Imagine if you couldn’t see. Imagine if you couldn’t be independent and travel anywhere alone. For blind people, that is sometimes a reality. But the Israel Guide Dog Center for the Blind is creating a new reality.
Israel Guide Dog Center for the Blind
Before the Israel Guide Dog Center for the Blind existed, people had to get these special dogs overseas, mainly from America. But there was a problem: when the dogs would come back to Israel, it was different than the United States. The sidewalks, the society, the layouts – nothing is the same.

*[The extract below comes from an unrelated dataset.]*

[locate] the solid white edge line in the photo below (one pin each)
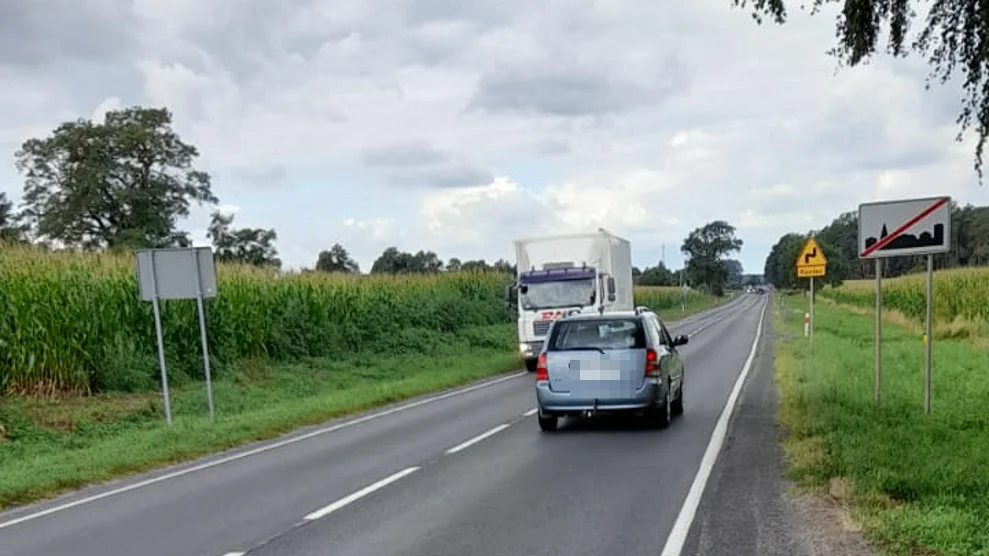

The Israel Guide Dog Center for the Blind changed that. Noach Braun, the founder and director of this center said, “We serve guide dogs for every person in Israel that needs a guide dog. May the person be Christian Arab or Muslim, Jewish. A person is a person.” Braun enables blind people to be independent.
Saleem Sharif
Saleem is blind. Until 8th grade, he was able to partially see and go around by himself. Then things began to decline. He constantly needed someone to help him go anywhere. All he wanted was independence. He didn’t want to rely on anyone for help.
The Israel Guide Dog Center for the Blind fulfilled his dream. It is not common in Saleem’s community to have a dog. Many people in his environment are afraid of dogs. They associate dogs with biting and guarding.
But when people ask, Saleem says, “This dog is my eyes.”
Others have said, “Before I had a guide dog, I didn’t feel that I was part of society.”
The tiny Jewish state is changing so many lives, one dog at a time.